Apart from impending action because of this latest product, ClearPlay are currently being prosecuted in association with a video rental outfit in Colorado, “Clean Flicks” for editing films and then burning them back to DVD.

The censoring DVD player is an interesting and scary idea – and since it’s optional, then it only allows viewer’s to do what they’ve always done when watching films, skip the bits they find uncomforatble or inappropriate. In fact, I covered my eyes and stuck my fingers in my ears several times during Moulin Rouge, as it was so offensive.

The ClearPlay user-managed filter is a far better option than allowing regulators and broadcasters to censor films for viewers without consultation.

…though Channel 4’s “melon farmer” edit of Robocop should go down as a modern classic.

ClearPlay

“Fun you – melonfarmer!”

Print Your Own Games

Nintendo’s eReader, an optical card reader developed by Olympus using their “Dot Code” technology, is a small add-on for GBA users. Players can scan (hideously overpriced) trading cards into their GBA to play games and unlock extras. Each card has a dot code printed on it that stores a couple of kilobytes of code – that code can be an emulation of an early Game and Watch title, or it can even be a smart new umbrella for your Animal Crossing character.

Cards are the same shape and size as standard playing cards (though without the naked ladies on the back) and are available in packs of five or so based on popular Nintendo franchises: Animal Crossing and Pokémon unlock or upload new aspects to the games, or you can even upload the classic Donkey Kong 3 to your GameBoy Advance.

The dot codes use Reed Solomon error correction and now that the scheme has been worked out, homebrew coders can finally write their own games for easy distribution to GBA owners. Tim Schuerewegen cracked the code and is hosting an original game – BombSweeper. Coders interested in writing for the GBA can even use GNU GCC to compile code – plus the API for the GameBoy Advance is very well documented.

The eReader has been modestly successful, but never set the world alight. In fact, support for it seems to have been quietly dropped. Try plugging one into your GBA SP and you’ll see what I mean – it no longer fits. The link port on a SP is now on the opposite side of the console, so the eReader can’t slide fully into the cartridge slot.

Tim Schuerewegen’s page on the GBA

The eReader file format

Official eReader home page

Vocera’s Wireless Voice Communicator

Vocera have developed a wireless voice communicator, worn around your neck, that provides push-to-talk calls and voice recognition via wi-fi.

The communicator itself is tiny – 4.2” x 1.4”, because there’s just not much to the the device itself. To achieve the functionality, system is in two parts: the communicator badge, and the server side software that does all the hard work like recognising speech. Text messages and alerts can also be sent to the device – and read from the LCD on the back.

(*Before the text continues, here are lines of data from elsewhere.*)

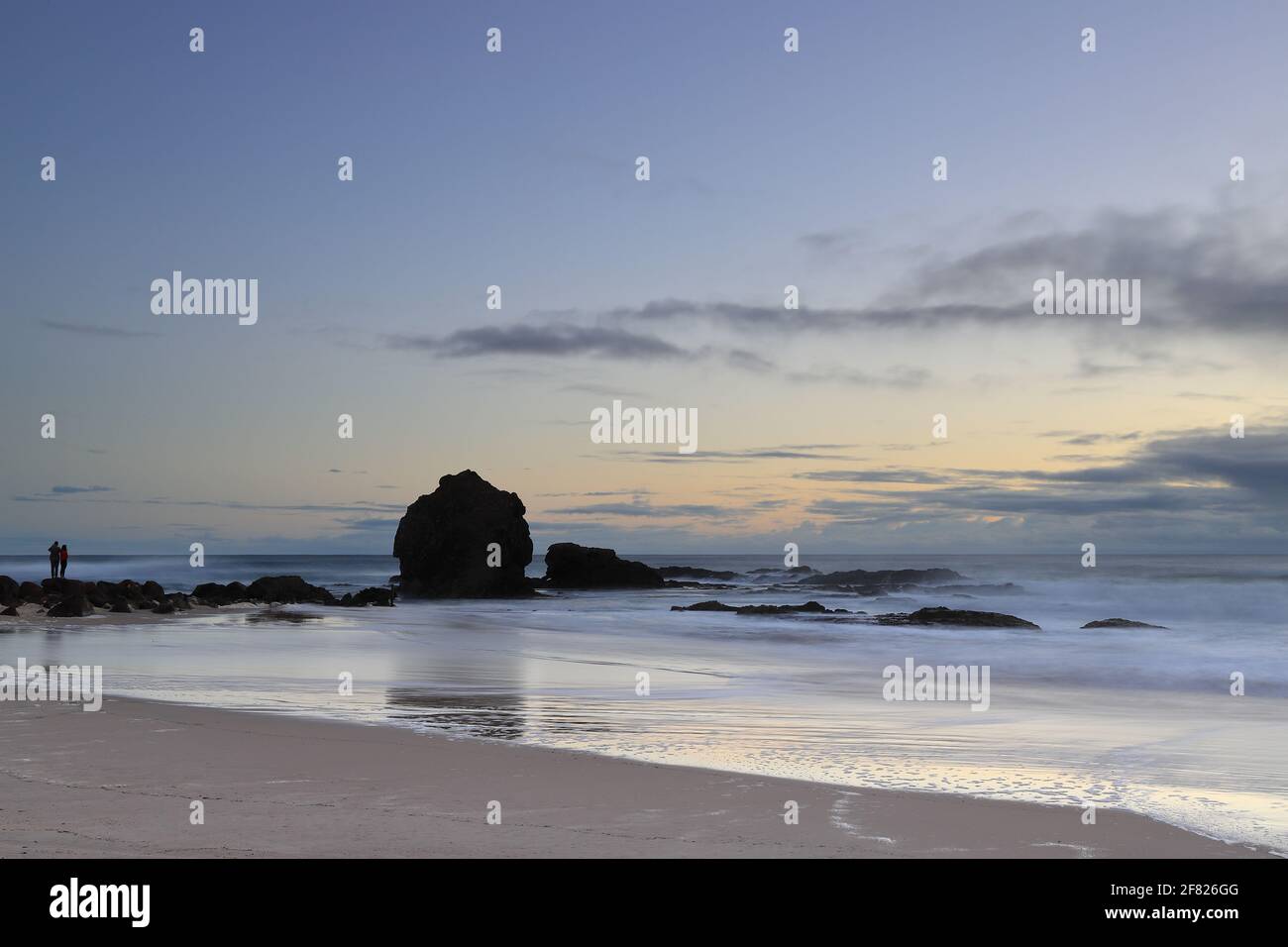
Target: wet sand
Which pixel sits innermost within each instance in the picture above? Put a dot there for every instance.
(121, 783)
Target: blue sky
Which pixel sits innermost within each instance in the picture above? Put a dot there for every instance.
(516, 169)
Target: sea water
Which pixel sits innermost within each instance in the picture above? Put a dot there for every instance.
(1133, 718)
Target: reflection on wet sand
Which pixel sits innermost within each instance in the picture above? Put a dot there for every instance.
(494, 715)
(274, 616)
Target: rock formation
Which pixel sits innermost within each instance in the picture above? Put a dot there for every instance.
(570, 566)
(465, 540)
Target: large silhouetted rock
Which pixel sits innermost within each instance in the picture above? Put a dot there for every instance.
(570, 566)
(445, 541)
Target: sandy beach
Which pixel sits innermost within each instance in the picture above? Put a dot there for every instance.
(120, 784)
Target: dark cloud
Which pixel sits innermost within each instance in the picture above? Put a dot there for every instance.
(1211, 270)
(1241, 482)
(552, 341)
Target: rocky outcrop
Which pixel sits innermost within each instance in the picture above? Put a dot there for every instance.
(883, 578)
(694, 573)
(956, 616)
(68, 598)
(375, 595)
(287, 590)
(217, 594)
(570, 566)
(807, 608)
(465, 540)
(71, 607)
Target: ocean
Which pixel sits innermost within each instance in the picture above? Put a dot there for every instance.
(1133, 718)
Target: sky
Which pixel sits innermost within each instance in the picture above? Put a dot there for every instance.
(767, 169)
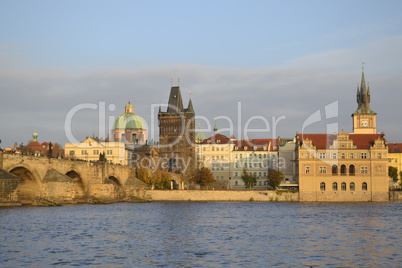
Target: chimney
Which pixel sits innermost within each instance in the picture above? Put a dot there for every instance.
(1, 159)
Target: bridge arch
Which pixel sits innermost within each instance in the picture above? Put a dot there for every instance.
(30, 185)
(79, 191)
(118, 187)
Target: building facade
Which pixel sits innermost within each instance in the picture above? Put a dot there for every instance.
(90, 150)
(228, 158)
(395, 160)
(342, 166)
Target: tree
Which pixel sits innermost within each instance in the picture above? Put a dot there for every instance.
(274, 178)
(393, 173)
(248, 179)
(203, 177)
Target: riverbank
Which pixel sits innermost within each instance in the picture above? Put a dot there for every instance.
(142, 196)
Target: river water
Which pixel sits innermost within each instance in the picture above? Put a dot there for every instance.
(190, 234)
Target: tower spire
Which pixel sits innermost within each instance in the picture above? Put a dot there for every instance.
(363, 96)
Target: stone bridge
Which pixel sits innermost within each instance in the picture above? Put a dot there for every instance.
(69, 180)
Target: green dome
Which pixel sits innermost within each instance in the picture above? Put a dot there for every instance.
(129, 121)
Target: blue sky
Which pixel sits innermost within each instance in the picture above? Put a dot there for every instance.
(276, 57)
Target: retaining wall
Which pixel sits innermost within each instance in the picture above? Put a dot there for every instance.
(218, 195)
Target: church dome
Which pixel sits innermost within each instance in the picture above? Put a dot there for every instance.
(129, 120)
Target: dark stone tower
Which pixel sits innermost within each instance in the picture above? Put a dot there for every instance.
(176, 134)
(364, 119)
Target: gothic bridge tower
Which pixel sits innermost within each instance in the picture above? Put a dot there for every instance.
(176, 134)
(364, 119)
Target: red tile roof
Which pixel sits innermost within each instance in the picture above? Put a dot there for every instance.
(394, 147)
(217, 139)
(323, 141)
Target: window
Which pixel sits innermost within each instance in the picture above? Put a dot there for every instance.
(334, 186)
(352, 170)
(352, 186)
(364, 186)
(343, 170)
(307, 170)
(343, 186)
(334, 170)
(322, 186)
(323, 170)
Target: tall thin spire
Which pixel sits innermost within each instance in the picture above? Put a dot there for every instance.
(363, 97)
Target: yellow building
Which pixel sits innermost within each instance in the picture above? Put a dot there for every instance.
(215, 153)
(342, 166)
(228, 157)
(91, 149)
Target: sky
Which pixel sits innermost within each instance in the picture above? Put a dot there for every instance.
(69, 67)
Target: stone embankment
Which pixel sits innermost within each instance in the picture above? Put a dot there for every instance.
(219, 195)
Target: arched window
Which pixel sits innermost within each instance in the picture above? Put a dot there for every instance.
(334, 170)
(352, 186)
(364, 186)
(352, 170)
(343, 186)
(343, 170)
(322, 186)
(334, 186)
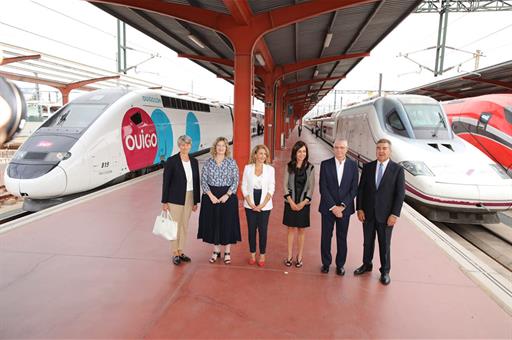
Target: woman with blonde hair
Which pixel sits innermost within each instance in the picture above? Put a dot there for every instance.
(180, 193)
(219, 222)
(258, 185)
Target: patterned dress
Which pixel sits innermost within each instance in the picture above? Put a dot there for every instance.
(219, 223)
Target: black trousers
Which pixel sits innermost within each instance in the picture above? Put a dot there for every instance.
(383, 231)
(328, 221)
(257, 221)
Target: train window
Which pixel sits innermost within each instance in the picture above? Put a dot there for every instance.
(166, 101)
(136, 118)
(395, 121)
(485, 117)
(75, 115)
(508, 114)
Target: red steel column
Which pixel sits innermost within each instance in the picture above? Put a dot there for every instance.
(242, 120)
(279, 116)
(269, 112)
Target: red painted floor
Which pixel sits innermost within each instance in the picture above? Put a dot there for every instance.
(94, 270)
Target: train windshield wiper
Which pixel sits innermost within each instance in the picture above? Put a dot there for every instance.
(63, 118)
(439, 123)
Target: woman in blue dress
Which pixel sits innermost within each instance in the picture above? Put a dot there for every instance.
(219, 223)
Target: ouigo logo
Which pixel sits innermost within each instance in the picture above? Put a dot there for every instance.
(139, 138)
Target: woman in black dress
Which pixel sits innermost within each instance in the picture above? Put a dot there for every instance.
(299, 183)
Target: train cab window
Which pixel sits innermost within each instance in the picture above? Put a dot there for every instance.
(508, 114)
(395, 123)
(485, 117)
(427, 121)
(75, 115)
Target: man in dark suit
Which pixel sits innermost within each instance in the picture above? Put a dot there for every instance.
(338, 188)
(380, 198)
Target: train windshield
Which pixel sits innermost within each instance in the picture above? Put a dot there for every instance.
(508, 114)
(427, 121)
(79, 115)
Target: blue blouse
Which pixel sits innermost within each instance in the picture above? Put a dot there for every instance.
(223, 175)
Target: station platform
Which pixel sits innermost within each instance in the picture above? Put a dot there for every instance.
(93, 269)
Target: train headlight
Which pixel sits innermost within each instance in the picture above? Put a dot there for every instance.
(500, 171)
(19, 155)
(57, 156)
(417, 168)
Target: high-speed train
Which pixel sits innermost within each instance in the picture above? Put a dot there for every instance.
(106, 135)
(486, 122)
(13, 110)
(447, 179)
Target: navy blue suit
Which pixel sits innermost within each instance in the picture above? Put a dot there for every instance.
(378, 204)
(335, 194)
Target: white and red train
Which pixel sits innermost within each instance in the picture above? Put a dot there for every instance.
(486, 122)
(448, 179)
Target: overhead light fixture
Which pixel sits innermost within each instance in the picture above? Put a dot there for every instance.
(328, 38)
(260, 59)
(196, 40)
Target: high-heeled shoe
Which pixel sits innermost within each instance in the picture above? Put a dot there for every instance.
(227, 258)
(215, 256)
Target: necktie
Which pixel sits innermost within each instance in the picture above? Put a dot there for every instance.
(379, 174)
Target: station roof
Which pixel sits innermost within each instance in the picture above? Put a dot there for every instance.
(489, 80)
(355, 29)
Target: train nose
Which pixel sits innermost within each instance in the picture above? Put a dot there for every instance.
(52, 184)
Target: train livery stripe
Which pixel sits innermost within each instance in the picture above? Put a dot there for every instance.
(463, 127)
(164, 134)
(426, 197)
(418, 193)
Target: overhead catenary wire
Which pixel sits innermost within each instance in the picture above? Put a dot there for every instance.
(57, 41)
(111, 35)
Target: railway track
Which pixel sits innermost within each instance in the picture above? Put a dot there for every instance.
(495, 241)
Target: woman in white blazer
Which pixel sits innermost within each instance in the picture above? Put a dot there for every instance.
(258, 185)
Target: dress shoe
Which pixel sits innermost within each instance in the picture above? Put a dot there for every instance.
(340, 271)
(185, 258)
(176, 260)
(385, 279)
(363, 269)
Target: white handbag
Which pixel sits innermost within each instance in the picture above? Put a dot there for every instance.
(165, 226)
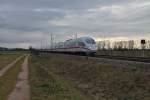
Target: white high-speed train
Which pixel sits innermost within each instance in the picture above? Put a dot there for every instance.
(79, 45)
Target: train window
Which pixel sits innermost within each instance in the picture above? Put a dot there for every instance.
(90, 41)
(81, 44)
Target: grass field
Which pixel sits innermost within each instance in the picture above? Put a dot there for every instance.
(6, 59)
(89, 78)
(45, 85)
(8, 80)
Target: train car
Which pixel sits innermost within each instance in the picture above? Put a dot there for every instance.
(80, 45)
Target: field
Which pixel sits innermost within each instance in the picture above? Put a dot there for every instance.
(8, 80)
(6, 59)
(61, 77)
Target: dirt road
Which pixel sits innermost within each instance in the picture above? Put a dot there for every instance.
(21, 90)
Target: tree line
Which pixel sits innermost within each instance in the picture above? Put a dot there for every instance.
(123, 45)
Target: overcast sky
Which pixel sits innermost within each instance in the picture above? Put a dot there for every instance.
(30, 22)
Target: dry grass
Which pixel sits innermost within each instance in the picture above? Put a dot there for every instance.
(45, 85)
(6, 59)
(8, 80)
(102, 82)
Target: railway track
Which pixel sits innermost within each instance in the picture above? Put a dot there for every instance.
(137, 59)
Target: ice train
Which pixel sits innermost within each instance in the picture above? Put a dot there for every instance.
(79, 45)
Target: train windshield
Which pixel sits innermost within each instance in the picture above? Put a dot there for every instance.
(90, 41)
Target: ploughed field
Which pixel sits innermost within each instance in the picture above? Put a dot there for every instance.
(6, 59)
(64, 77)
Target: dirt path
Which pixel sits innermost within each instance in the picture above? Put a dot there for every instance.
(9, 66)
(21, 90)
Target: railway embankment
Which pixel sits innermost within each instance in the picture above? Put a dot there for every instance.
(125, 53)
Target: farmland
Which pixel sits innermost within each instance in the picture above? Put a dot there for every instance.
(8, 80)
(61, 77)
(68, 77)
(6, 59)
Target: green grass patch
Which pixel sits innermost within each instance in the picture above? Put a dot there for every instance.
(101, 82)
(6, 59)
(8, 80)
(45, 85)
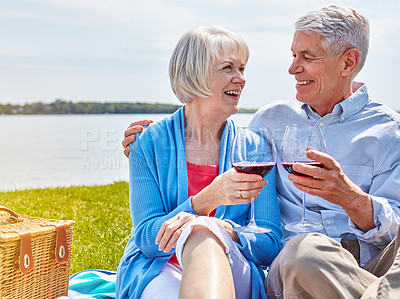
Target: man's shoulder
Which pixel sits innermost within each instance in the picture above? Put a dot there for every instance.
(384, 112)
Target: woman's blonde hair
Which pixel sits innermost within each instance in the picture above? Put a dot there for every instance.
(194, 55)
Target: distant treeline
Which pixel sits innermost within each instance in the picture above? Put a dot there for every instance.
(64, 107)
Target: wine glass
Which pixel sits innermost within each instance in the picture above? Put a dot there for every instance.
(253, 152)
(296, 140)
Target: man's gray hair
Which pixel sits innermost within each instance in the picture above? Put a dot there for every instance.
(195, 54)
(341, 28)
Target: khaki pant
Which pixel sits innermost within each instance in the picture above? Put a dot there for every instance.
(316, 266)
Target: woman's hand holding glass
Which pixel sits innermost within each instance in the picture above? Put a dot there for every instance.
(229, 188)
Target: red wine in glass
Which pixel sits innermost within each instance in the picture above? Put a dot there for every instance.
(296, 140)
(289, 166)
(260, 168)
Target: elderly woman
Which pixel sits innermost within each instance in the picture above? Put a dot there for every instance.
(186, 199)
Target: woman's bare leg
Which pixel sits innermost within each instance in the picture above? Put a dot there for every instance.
(206, 269)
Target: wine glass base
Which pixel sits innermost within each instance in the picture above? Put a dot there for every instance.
(304, 227)
(251, 228)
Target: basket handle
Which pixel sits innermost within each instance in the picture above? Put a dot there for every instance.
(14, 215)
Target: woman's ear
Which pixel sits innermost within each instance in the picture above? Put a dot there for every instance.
(350, 61)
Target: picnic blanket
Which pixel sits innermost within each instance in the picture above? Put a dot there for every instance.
(98, 284)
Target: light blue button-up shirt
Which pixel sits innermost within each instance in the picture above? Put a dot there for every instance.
(364, 137)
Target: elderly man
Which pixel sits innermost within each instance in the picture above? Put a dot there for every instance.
(356, 195)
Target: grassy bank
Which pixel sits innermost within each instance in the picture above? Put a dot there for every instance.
(101, 215)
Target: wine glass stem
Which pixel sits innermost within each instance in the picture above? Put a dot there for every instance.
(304, 207)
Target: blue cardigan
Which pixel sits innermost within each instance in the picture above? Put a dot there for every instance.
(158, 190)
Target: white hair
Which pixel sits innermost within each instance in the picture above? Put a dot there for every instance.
(193, 56)
(341, 28)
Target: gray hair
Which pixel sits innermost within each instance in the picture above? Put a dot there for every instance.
(341, 28)
(195, 53)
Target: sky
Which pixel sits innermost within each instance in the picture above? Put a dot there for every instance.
(118, 50)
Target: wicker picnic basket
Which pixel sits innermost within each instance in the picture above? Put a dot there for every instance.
(35, 255)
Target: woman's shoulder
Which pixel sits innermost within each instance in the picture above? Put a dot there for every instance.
(156, 132)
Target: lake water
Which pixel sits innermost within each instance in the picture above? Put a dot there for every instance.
(62, 150)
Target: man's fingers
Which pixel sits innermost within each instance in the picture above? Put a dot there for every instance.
(128, 140)
(324, 158)
(133, 130)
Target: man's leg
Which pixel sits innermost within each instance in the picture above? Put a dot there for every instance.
(316, 266)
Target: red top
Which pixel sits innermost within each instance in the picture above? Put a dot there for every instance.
(199, 177)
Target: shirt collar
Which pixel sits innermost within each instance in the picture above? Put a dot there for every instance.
(348, 107)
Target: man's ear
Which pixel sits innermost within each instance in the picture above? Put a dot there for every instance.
(350, 61)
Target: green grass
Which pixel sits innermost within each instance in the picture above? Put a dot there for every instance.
(101, 215)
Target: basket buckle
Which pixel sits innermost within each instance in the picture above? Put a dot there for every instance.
(61, 251)
(26, 264)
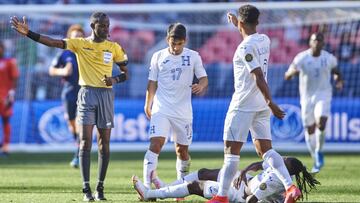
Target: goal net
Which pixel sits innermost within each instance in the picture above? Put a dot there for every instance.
(141, 29)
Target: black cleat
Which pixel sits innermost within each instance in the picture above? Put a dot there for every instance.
(99, 194)
(88, 195)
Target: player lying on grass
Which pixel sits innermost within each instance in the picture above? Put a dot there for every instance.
(265, 186)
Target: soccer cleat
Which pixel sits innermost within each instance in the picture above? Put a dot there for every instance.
(218, 199)
(88, 195)
(158, 183)
(75, 162)
(139, 187)
(292, 194)
(319, 162)
(99, 194)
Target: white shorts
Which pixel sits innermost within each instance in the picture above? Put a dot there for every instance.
(211, 189)
(238, 123)
(267, 187)
(162, 126)
(312, 110)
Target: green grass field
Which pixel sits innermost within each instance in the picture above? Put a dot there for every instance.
(49, 178)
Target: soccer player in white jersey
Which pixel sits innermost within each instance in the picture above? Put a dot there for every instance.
(250, 106)
(168, 100)
(315, 67)
(264, 187)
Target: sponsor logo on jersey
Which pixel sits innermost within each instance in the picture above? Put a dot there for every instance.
(248, 57)
(53, 127)
(262, 186)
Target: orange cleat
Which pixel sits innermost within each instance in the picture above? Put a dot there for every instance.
(218, 199)
(292, 194)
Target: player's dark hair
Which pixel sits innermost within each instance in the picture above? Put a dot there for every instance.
(318, 36)
(73, 27)
(304, 180)
(176, 31)
(249, 14)
(96, 16)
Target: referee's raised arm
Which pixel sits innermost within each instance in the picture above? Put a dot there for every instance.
(23, 28)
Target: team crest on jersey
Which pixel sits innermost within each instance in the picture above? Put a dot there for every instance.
(107, 57)
(262, 186)
(248, 57)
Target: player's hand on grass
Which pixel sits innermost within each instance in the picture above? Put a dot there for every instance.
(21, 27)
(197, 89)
(147, 111)
(275, 109)
(108, 81)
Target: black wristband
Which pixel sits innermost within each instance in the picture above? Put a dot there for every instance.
(33, 35)
(120, 78)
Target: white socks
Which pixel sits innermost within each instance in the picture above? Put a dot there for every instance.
(174, 191)
(320, 139)
(310, 140)
(182, 167)
(230, 167)
(150, 164)
(276, 162)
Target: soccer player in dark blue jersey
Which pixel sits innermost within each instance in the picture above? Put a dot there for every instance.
(65, 65)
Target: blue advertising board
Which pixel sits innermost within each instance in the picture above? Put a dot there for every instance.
(44, 123)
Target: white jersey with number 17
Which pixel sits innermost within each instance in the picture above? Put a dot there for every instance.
(174, 75)
(253, 52)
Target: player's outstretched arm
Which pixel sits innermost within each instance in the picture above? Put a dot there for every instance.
(262, 85)
(339, 82)
(23, 28)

Vocera are concentrating on health care applications – the ease of use for the Voice Communicator and cost savings make it idea for deployment in hospitals, and it offers far more features than a pager.

Vocera’s voice communication system

World’s First Paper Optical Disk

It’s 51% paper, holds 25GB of data and it’s very, very clever. Sony and the Toppan Printing Company have developed a 1.1mm Blu-ray optical disk with some very exciting applications.

It’s cheap, allows very high quality printing on the label side, is more rigid than a standard disk and more secure, because you can just cut it up with a pair of scissors.

The disk is more rigid because the data layer allows for a thicker substrate, and so is more resistant to warping.